Jecheon Kang duduk di sebelah Kim Do-Joon. Dia menyarungkan pedangnya dan memasukkan tangannya ke dalam lengan bajunya yang besar. Berbeda dengan Kim Do-Joon yang basah kuyup oleh keringat, Jecheon Kang tampak sama sekali tidak terganggu, sehelai rambut pun tidak berantakan.
Melihatnya, Kim Do-Joon tak kuasa menahan diri untuk tidak mengerutkan kening karena kecewa.
Sambil menyeringai, Jecheon Kang bertanya, “Jadi, apakah kau sempat melihat sesuatu hari ini?”
“…Ya,” Kim Do-Joon mengangguk dengan enggan.
Sejak pertama kali ia melihat pertarungan masa lalu Jecheon Kang melawan pemimpin keluarga Pang, ia sesekali melihat sekilas ingatan lain. Penglihatan singkat ini sering muncul pada saat-saat kritis dalam latihan tanding mereka.

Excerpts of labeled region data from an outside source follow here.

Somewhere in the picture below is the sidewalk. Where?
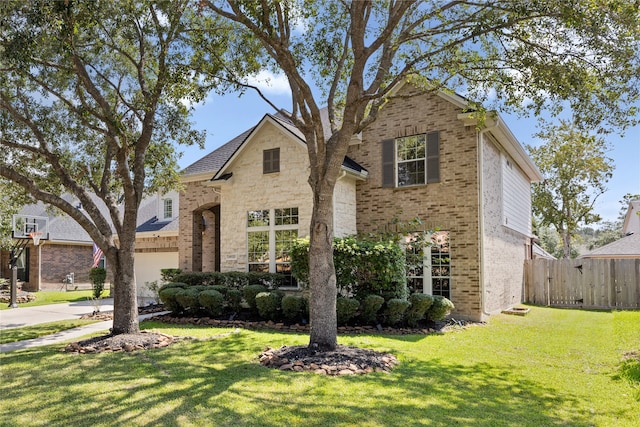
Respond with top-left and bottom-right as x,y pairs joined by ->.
0,298 -> 168,353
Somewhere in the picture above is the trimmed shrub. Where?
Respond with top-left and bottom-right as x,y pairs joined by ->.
404,293 -> 433,327
336,297 -> 360,325
256,291 -> 284,320
176,286 -> 201,312
198,289 -> 224,317
158,282 -> 189,292
160,268 -> 182,283
360,295 -> 384,324
222,271 -> 251,290
174,271 -> 224,286
158,283 -> 187,314
384,298 -> 411,325
289,237 -> 407,301
224,289 -> 242,313
206,285 -> 229,295
242,285 -> 269,311
427,295 -> 455,322
281,295 -> 304,322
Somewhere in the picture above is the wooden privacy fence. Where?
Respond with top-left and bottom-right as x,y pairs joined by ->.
524,259 -> 640,309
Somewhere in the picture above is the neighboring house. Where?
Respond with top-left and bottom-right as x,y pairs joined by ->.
622,200 -> 640,234
0,191 -> 179,297
179,84 -> 542,320
578,200 -> 640,259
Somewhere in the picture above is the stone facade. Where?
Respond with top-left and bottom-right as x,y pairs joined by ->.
179,91 -> 539,320
220,121 -> 313,271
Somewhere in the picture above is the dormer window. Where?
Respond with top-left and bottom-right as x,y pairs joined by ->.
163,199 -> 173,219
262,148 -> 280,174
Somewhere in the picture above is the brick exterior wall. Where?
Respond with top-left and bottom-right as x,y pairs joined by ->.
220,118 -> 313,271
40,243 -> 94,284
349,85 -> 482,319
178,118 -> 356,271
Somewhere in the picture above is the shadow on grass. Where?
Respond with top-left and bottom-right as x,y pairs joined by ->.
0,332 -> 604,427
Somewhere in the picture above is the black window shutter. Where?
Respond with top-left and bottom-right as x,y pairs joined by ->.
427,131 -> 440,183
382,139 -> 396,188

Namun, semua kenangan yang dilihatnya hanyalah tentang pertempuran dan pembunuhan.
“Kali ini, aku melihatmu bertarung dengan seorang biksu berjubah. Kurasa kau memanggilnya Guru Beomji.”

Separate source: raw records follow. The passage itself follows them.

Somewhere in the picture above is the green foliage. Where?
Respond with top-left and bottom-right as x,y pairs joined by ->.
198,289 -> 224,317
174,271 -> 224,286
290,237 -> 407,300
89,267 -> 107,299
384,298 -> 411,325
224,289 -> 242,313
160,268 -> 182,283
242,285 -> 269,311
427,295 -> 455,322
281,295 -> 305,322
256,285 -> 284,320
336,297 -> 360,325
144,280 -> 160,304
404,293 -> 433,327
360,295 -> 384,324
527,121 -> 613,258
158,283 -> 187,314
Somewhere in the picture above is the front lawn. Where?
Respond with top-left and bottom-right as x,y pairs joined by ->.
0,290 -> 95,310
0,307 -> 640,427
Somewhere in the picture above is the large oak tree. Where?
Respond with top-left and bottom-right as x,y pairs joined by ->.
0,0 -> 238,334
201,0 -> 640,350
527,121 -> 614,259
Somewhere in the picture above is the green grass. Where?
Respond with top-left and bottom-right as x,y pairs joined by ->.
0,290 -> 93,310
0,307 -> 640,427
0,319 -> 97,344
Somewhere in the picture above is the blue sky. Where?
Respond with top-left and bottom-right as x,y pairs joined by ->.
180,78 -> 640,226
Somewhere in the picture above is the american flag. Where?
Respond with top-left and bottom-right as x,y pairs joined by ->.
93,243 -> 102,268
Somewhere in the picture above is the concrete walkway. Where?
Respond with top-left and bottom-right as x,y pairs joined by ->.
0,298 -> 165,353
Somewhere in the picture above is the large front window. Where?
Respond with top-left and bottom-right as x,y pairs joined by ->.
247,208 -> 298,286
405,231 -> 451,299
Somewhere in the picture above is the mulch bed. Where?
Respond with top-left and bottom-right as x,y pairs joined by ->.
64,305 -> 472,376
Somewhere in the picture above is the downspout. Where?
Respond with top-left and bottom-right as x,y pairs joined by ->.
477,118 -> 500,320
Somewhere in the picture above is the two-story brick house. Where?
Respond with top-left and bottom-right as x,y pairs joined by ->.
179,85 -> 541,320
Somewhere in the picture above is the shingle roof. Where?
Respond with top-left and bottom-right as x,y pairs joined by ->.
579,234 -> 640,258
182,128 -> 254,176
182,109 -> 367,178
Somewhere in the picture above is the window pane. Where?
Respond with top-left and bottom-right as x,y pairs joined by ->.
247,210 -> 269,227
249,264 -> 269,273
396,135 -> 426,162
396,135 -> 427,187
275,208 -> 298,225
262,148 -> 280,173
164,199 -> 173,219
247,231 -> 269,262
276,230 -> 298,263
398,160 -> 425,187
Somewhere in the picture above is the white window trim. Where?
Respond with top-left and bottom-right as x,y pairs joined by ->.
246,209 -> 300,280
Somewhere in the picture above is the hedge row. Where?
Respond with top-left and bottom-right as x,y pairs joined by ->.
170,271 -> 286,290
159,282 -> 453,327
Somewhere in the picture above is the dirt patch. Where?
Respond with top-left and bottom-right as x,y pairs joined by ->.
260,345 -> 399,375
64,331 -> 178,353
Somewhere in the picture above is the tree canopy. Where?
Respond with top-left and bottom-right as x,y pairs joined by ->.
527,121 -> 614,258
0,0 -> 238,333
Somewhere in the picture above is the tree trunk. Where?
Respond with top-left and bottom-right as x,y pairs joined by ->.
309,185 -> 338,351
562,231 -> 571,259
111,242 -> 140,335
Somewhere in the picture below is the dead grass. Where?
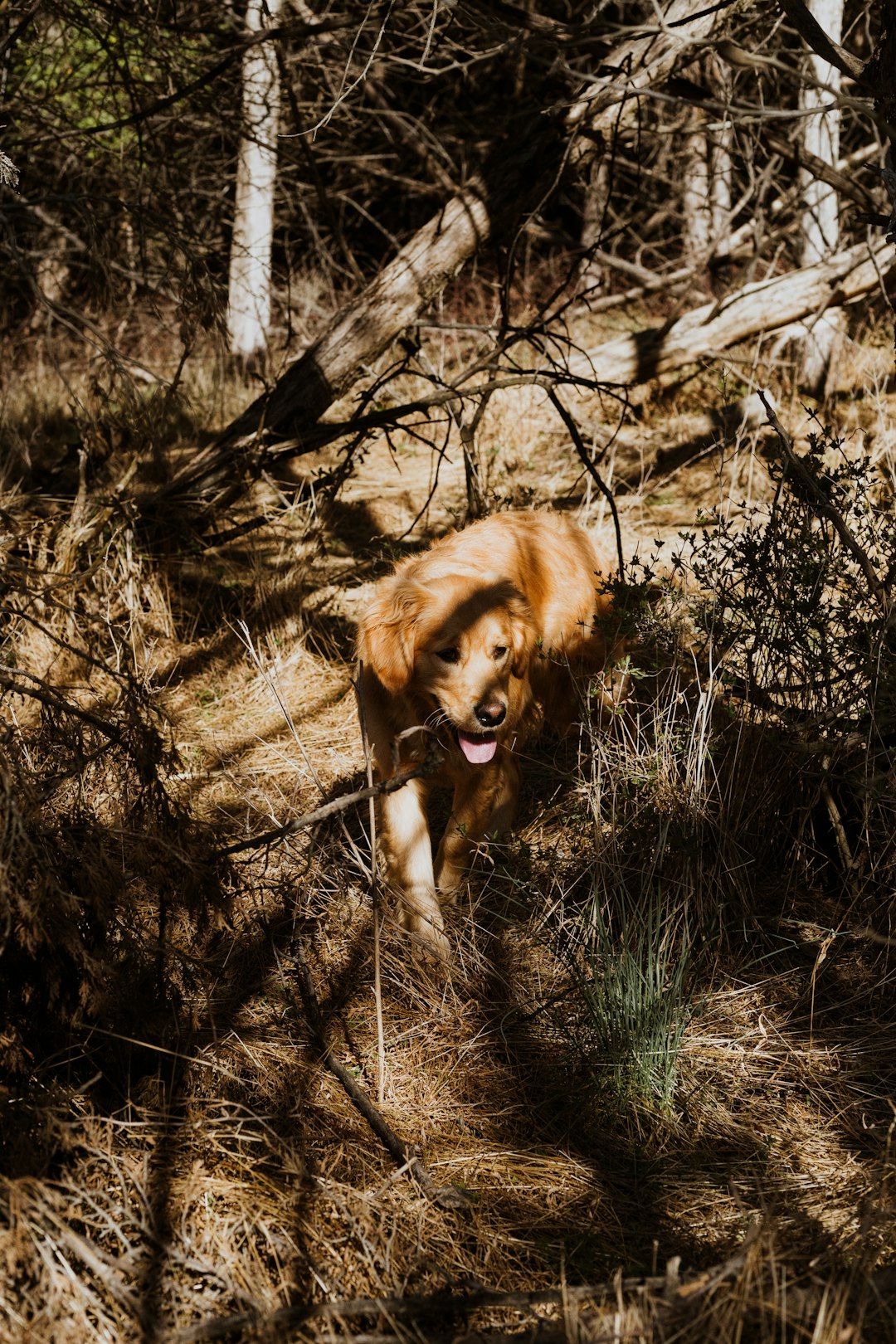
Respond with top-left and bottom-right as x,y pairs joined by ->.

“Oh, biksu tua itu. Meskipun pangkatnya di bawahku, dia cukup kuat.”
“Dia menyebutmu sebagai momok dunia…” kata Kim Do-Joon.
“Itu hanya kesalahpahaman,” Jecheon Kang menertawakan tatapan skeptis Kim Do-Joon.

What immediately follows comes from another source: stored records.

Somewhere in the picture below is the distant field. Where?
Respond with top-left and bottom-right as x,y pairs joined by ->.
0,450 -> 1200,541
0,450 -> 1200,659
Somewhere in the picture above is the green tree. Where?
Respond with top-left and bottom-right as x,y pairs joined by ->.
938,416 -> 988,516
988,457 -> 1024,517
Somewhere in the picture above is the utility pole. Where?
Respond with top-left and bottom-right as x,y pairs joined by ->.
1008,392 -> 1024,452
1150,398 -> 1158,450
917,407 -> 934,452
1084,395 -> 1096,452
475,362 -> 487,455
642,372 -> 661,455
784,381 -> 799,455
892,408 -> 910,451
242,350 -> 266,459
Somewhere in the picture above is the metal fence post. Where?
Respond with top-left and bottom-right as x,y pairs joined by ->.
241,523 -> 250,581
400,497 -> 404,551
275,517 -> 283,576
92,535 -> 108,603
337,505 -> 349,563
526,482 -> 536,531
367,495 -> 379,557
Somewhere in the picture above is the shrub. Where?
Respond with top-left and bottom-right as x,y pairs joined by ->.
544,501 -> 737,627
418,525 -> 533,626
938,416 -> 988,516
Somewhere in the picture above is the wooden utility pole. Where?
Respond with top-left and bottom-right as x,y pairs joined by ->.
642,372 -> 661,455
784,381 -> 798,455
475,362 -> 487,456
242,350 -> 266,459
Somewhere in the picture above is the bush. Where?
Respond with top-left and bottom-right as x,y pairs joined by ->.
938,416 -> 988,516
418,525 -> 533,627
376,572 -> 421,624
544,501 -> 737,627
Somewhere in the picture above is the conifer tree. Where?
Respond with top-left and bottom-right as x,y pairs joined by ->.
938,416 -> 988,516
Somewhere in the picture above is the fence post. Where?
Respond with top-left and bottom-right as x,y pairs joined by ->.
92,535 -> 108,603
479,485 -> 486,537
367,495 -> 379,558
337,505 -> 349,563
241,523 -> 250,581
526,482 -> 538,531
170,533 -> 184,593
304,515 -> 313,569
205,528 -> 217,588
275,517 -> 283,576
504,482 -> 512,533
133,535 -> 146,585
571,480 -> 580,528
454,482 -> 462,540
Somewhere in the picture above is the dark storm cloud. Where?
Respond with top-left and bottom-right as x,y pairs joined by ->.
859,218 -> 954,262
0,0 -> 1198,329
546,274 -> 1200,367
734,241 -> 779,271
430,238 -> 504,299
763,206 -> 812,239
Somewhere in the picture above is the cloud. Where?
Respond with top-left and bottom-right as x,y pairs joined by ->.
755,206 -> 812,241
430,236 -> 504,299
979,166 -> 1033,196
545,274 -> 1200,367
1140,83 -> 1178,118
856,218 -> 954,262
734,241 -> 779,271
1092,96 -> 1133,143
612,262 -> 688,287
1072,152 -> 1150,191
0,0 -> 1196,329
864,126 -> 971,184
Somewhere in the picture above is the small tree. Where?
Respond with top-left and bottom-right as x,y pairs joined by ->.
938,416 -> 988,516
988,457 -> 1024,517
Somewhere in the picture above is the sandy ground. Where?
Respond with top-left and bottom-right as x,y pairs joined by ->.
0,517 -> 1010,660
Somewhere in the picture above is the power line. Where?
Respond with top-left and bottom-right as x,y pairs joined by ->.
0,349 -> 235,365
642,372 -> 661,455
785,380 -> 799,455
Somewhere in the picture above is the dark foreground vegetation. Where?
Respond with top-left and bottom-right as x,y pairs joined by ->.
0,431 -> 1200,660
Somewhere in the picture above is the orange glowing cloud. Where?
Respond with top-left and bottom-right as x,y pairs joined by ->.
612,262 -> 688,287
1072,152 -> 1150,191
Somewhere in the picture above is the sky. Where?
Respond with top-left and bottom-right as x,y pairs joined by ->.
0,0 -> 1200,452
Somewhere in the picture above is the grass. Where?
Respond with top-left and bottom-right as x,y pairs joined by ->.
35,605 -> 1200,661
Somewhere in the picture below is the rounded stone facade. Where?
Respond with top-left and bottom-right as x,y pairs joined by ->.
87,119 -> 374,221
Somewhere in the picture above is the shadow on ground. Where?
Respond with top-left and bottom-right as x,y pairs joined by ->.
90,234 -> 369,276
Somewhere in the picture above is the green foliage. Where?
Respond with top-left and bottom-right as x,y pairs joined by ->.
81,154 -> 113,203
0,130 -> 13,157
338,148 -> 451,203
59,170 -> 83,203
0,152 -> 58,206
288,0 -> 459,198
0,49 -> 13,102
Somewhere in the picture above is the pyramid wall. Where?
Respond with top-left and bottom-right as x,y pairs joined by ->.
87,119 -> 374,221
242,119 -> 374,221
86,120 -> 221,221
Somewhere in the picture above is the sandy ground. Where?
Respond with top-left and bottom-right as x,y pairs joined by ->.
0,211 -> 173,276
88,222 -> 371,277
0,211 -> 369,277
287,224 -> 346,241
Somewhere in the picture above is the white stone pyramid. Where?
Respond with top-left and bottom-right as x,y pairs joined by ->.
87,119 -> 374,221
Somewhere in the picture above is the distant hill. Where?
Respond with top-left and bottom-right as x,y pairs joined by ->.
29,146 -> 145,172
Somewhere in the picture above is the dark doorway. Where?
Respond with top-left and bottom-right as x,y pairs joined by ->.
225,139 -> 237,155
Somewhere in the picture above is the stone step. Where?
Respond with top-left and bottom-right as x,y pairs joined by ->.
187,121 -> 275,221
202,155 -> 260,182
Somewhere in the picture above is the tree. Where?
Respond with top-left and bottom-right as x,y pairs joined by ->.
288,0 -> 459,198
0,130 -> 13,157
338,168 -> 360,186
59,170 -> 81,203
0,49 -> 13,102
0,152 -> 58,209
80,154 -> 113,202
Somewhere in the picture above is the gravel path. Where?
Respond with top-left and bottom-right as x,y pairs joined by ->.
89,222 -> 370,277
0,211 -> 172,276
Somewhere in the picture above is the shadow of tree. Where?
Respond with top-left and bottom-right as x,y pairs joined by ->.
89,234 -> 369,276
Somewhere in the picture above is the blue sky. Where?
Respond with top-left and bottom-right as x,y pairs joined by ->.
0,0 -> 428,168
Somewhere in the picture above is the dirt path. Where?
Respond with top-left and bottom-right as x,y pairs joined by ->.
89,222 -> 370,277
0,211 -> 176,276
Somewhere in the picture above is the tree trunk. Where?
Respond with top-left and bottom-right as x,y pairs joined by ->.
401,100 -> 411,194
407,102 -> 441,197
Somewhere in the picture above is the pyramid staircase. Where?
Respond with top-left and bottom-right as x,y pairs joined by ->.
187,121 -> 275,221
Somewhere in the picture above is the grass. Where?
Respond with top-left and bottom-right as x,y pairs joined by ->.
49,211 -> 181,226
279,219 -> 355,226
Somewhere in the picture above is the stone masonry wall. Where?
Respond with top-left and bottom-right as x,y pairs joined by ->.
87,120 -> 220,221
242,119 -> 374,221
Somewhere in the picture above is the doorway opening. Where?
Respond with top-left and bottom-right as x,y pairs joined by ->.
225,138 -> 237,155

Meskipun tahu bahwa Kim Do-Joon dapat mengintip ke dalam ingatannya, Jecheon Kang tidak memarahi atau menghindarinya. Malahan, ia dengan bangga menceritakan siapa lawan-lawannya, seberapa kuat mereka, dan bagaimana ia mengalahkan mereka. Ia tampak menikmati kisah-kisah nostalgia ini.
Karena Jecheon Kang begitu terbuka, Kim Do-Joon merasa tidak perlu menahan diri. Setiap kali ia melihat sekilas ingatan, ia akan berusaha sekuat tenaga untuk mempelajari sesuatu dari pertarungan tersebut. Hal itu mirip dengan saat ia menyaksikan pertarungan Jecheon Kang melawan pemimpin keluarga Pang, yang memungkinkannya untuk menanggapi teknik-teknik Jecheon Kang.
“Guru Beomji tampaknya memiliki gaya bertarung yang sangat defensif,” Kim Do-Joon menyebutkan apa yang dia amati.
Berbeda dengan pemimpin keluarga Pang yang agresif, kekuatan batin Guru Beomji, yang didukung oleh kekuatan mentalnya yang teguh, memungkinkannya untuk menahan setidaknya satu serangan Jecheon Kang.
“Namun, dia tidak mampu menahan serangan kedua,” kata Jecheon Kang.
Memang benar, Guru Beomji gagal menangkis pukulan kedua, yang membuat Kim Do-Joon bingung.
“Serangan keduamu sepertinya tidak sekuat yang pertama, kan? Setidaknya, menurutku tidak begitu.”
Dia bukannya mengatakan bahwa serangan itu tidak kuat—bahkan bisa membelah langit. Hanya saja, serangan itu tampak tidak jauh berbeda dari yang pertama. Jadi, bagaimana Master Beomji berhasil memblokir yang pertama tetapi tidak yang kedua?
“Anda perlu tahu bagaimana cara memahaminya.”
“Merasakannya?” tanya Kim Do-Joon dengan bingung.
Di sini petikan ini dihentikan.